Source: Canaccord Genuity
From a company perspective, buybacks can be a way to achieve a return of capital to shareholders more flexible than providing a dividend, which once established can provoke a negative market response if it is lowered. Buybacks can also make sense to companies because of a persistent low interest rate environment such as the one that has obtained since 2008; they can fund buybacks in part from very low interest rate debt. It is possible for companies to issue debt and buy back shares in a manipulative way — for example, executives seeking to reach earnings-per-share targets primarily by reducing share count rather than by increasing earnings. Still, we disagree with the view sometimes expressed by progressive critics that buybacks are deceptive as such.
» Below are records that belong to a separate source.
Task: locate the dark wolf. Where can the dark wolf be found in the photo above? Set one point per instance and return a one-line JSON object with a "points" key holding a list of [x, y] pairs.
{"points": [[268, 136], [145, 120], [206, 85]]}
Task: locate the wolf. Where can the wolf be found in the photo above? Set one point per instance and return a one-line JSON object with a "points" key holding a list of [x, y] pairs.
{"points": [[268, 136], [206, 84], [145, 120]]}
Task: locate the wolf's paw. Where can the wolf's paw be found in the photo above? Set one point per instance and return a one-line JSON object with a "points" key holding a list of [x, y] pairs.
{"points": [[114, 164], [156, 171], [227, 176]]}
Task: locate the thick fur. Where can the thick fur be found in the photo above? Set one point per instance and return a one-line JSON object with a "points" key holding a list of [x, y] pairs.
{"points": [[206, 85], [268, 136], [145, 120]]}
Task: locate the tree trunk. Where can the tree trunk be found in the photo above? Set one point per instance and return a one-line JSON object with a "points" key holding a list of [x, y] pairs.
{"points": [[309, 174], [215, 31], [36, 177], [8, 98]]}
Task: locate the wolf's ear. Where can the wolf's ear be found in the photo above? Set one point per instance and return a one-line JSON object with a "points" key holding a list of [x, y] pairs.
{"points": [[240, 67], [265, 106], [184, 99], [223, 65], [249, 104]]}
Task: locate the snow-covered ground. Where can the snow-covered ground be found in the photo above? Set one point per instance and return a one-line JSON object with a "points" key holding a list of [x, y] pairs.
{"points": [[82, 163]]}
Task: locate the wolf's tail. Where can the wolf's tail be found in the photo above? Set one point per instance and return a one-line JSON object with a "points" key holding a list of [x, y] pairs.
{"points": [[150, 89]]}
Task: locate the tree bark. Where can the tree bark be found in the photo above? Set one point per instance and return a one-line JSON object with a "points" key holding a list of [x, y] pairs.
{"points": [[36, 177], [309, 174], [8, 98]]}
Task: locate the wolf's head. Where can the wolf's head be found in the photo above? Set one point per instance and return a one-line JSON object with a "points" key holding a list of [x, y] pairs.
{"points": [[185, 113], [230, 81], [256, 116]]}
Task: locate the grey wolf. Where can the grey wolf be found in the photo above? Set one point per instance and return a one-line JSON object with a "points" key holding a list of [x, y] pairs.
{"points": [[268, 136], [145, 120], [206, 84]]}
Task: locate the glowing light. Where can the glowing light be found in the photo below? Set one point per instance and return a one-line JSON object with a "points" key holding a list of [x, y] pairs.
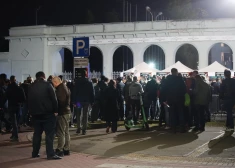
{"points": [[151, 65]]}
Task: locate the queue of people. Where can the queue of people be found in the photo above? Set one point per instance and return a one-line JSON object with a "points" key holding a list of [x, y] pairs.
{"points": [[52, 105]]}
They are one tool in a company’s financial kit, and analysts need to look at each company’s behavior individually to evaluate it.
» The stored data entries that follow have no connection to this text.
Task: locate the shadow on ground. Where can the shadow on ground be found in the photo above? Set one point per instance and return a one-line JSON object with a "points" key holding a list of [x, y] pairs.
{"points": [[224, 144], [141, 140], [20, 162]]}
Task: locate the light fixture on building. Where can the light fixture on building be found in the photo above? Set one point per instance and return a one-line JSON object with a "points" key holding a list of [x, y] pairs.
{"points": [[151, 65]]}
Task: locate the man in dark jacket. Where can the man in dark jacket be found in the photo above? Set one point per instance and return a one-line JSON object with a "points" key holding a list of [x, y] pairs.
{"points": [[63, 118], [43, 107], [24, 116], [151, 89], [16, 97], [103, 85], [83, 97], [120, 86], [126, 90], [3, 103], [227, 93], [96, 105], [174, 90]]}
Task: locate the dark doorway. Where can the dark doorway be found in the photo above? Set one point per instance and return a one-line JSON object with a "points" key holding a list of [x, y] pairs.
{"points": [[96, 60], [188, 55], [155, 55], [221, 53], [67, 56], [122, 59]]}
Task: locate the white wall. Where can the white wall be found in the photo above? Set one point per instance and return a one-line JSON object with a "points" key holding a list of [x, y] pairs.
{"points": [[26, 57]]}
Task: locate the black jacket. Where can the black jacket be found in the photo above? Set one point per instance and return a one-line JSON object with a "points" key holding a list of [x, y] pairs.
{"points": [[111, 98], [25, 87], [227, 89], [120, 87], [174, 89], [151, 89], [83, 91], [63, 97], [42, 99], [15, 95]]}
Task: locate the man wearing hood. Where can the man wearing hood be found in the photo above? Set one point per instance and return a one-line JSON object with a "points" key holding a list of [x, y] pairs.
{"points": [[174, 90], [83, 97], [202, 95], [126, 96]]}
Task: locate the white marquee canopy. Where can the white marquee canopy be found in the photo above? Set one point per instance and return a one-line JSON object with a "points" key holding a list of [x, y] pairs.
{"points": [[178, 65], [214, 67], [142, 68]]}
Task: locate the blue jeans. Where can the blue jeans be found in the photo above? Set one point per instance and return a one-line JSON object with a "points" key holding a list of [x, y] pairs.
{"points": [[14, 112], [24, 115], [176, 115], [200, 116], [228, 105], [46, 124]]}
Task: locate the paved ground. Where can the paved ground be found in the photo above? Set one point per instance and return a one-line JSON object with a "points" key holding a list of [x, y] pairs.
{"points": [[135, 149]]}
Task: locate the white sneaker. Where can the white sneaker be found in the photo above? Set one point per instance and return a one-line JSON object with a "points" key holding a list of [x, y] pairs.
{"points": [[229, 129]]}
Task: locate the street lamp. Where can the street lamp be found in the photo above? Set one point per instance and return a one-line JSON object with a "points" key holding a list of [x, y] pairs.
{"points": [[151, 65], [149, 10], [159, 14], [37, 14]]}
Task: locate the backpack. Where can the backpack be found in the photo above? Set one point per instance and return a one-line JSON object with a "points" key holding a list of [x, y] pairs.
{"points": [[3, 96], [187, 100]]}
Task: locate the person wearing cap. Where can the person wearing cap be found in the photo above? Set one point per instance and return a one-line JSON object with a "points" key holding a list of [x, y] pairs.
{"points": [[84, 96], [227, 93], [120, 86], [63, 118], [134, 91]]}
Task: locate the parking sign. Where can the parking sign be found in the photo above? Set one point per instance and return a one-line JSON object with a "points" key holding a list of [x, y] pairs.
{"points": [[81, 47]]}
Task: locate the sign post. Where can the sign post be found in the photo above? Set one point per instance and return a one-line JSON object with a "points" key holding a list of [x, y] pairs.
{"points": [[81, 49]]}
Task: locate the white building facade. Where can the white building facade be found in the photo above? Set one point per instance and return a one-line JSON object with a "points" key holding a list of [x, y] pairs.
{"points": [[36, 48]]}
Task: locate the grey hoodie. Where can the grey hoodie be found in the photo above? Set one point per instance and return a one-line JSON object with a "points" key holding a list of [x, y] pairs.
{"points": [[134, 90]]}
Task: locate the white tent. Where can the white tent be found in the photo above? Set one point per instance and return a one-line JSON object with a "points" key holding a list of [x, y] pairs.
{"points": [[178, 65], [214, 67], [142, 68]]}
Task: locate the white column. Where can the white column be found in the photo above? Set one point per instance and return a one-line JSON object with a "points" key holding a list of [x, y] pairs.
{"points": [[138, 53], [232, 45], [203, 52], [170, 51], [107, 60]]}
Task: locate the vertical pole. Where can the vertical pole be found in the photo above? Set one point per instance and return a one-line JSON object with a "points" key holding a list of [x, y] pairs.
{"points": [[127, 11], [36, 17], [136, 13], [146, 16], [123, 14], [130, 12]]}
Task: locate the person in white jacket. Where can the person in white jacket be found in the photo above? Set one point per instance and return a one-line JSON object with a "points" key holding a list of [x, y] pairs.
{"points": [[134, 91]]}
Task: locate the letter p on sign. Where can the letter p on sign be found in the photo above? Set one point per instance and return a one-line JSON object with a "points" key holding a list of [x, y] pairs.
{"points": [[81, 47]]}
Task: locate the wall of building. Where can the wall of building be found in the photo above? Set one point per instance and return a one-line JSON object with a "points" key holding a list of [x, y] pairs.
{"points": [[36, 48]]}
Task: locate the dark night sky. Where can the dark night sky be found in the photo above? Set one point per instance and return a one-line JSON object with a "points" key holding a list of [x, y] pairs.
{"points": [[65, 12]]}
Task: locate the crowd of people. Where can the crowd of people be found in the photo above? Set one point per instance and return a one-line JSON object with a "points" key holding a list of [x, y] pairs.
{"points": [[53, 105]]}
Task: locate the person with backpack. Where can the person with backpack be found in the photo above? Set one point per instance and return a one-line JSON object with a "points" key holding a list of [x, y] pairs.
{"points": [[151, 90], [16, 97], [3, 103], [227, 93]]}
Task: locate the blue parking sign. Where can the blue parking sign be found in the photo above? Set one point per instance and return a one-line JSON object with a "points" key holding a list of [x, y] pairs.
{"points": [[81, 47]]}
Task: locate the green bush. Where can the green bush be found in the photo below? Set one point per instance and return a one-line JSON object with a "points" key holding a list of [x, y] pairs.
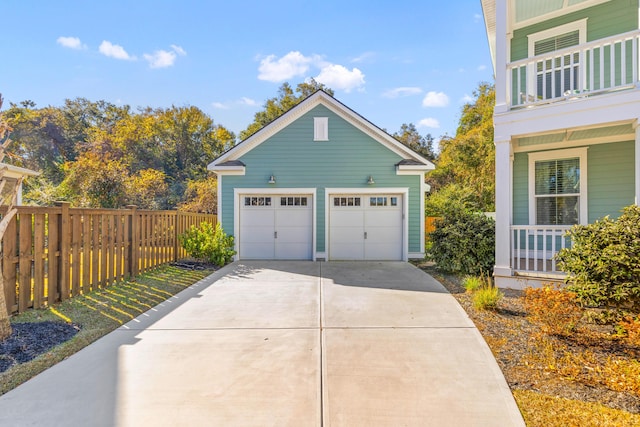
{"points": [[464, 242], [208, 243], [603, 264]]}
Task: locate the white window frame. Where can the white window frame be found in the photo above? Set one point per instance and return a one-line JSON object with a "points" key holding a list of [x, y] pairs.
{"points": [[580, 25], [581, 154], [321, 128]]}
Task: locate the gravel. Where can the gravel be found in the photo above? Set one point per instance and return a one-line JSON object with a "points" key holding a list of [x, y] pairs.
{"points": [[29, 340]]}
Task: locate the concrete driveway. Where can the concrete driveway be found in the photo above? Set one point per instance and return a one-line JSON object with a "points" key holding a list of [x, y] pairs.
{"points": [[282, 344]]}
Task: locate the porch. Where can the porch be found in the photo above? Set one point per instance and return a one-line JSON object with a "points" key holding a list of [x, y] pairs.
{"points": [[602, 66]]}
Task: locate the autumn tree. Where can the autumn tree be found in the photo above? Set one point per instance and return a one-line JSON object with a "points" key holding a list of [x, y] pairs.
{"points": [[467, 161], [287, 99]]}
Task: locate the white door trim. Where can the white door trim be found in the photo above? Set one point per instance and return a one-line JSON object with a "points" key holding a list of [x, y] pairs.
{"points": [[404, 191], [238, 192]]}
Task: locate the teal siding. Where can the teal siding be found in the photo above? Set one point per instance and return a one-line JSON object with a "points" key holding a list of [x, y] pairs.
{"points": [[611, 174], [610, 181], [346, 160], [604, 20], [520, 189]]}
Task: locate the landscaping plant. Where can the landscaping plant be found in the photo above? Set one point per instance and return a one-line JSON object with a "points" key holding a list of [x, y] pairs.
{"points": [[208, 243], [464, 242], [603, 264]]}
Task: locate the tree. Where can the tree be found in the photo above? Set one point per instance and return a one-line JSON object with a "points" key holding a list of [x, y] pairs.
{"points": [[5, 140], [468, 159], [410, 137], [277, 106]]}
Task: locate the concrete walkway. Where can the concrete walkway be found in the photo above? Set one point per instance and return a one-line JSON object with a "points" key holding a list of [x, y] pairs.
{"points": [[282, 344]]}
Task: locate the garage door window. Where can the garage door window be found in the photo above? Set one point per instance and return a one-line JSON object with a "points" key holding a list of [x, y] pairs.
{"points": [[383, 201], [346, 201], [293, 201], [257, 201]]}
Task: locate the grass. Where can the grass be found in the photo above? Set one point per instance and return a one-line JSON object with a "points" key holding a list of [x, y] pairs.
{"points": [[99, 313]]}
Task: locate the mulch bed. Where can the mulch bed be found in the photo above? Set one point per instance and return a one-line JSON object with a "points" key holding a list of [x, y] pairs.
{"points": [[29, 340], [511, 338]]}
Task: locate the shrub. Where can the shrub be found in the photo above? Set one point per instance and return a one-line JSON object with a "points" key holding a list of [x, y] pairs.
{"points": [[487, 297], [603, 264], [554, 309], [208, 243], [464, 242], [472, 283]]}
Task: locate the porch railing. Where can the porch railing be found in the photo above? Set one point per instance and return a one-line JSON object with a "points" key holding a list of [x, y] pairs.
{"points": [[533, 247], [588, 69]]}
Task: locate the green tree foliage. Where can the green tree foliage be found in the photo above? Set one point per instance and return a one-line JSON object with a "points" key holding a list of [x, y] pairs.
{"points": [[277, 106], [464, 242], [101, 155], [410, 137], [603, 261], [468, 159]]}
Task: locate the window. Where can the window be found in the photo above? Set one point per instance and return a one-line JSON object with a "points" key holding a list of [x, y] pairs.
{"points": [[293, 201], [257, 201], [321, 128], [557, 193], [557, 75], [346, 201]]}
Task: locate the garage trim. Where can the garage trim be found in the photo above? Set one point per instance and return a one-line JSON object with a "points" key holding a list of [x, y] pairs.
{"points": [[376, 190], [237, 192]]}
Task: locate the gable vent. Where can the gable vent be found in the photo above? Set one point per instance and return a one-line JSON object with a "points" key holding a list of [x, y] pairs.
{"points": [[557, 42]]}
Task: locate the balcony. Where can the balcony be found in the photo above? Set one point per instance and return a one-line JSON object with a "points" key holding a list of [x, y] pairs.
{"points": [[533, 248], [603, 66]]}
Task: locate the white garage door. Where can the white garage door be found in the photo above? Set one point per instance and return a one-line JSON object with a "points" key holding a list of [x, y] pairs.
{"points": [[275, 226], [365, 227]]}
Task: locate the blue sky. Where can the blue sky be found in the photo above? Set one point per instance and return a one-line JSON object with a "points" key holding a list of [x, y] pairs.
{"points": [[394, 62]]}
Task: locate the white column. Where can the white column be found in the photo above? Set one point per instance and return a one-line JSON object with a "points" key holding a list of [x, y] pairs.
{"points": [[503, 208], [502, 55], [638, 162]]}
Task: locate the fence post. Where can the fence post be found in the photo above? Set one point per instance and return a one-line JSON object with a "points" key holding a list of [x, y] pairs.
{"points": [[65, 246], [134, 245]]}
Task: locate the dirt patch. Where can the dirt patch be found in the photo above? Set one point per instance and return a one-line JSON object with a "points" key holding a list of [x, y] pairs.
{"points": [[29, 340], [579, 361]]}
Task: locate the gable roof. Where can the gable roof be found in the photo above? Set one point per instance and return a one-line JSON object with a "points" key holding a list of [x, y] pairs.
{"points": [[320, 97]]}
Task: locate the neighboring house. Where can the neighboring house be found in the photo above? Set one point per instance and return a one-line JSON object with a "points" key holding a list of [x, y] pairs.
{"points": [[11, 176], [566, 124], [322, 183]]}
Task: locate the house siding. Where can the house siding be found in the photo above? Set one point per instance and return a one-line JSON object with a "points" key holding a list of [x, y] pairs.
{"points": [[607, 192], [604, 20], [346, 160]]}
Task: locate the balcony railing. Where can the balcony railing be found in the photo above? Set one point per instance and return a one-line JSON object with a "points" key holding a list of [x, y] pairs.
{"points": [[533, 248], [585, 70]]}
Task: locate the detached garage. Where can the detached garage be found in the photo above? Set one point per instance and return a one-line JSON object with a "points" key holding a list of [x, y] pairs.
{"points": [[322, 183]]}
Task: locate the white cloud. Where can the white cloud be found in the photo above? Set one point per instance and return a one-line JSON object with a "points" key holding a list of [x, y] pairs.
{"points": [[466, 99], [178, 49], [248, 101], [293, 64], [402, 91], [114, 51], [429, 122], [338, 77], [367, 56], [71, 43], [435, 99], [163, 58]]}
From an investor’s perspective, in aggregate, buyback behavior is positive, and indeed has undergirded much of the market’s performance in the post-crisis period. Important to note now, buyback activity is continuing strong in 2019. A recent piece from Bank of America, analyzing their own corporate clients’ buyback behavior, suggests that the S&P 500 as a whole is on track for more than $1 trillion in buybacks in 2019. Financials and tech stocks have been the largest contributors thus far (comprising 35% and 27% of buybacks respectively). Buybacks accounted for 2% of the 3% year-on-year earnings per share growth for S&P 500 companies, according to Bank of America, and buyback spending accounted for 45% of companies’ operating cash flow. While buybacks have not materially accelerated from 2018, they remain well above their long-term average.
Source: Bank of America Merrill Lynch Research
We note that the U.S. is not the only market where buybacks are significant. They are increasingly so in Japan. Western-influenced shareholder friendliness of Japanese corporates — influenced by increasing shareholder activism from domestic and foreign shareholders — is leading to more buyback behavior, with companies announcing ¥2.3 trillion in buybacks for 2019.
Investment implications: Buybacks have provided support for U.S. stocks market throughout the post-crisis bull market, and that support is expected to continue in 2019. We do not see the conditions supporting buybacks — accommodative financial conditions, ample cash flow, and a desire to return cash to shareholders — threatened by any near-term developments.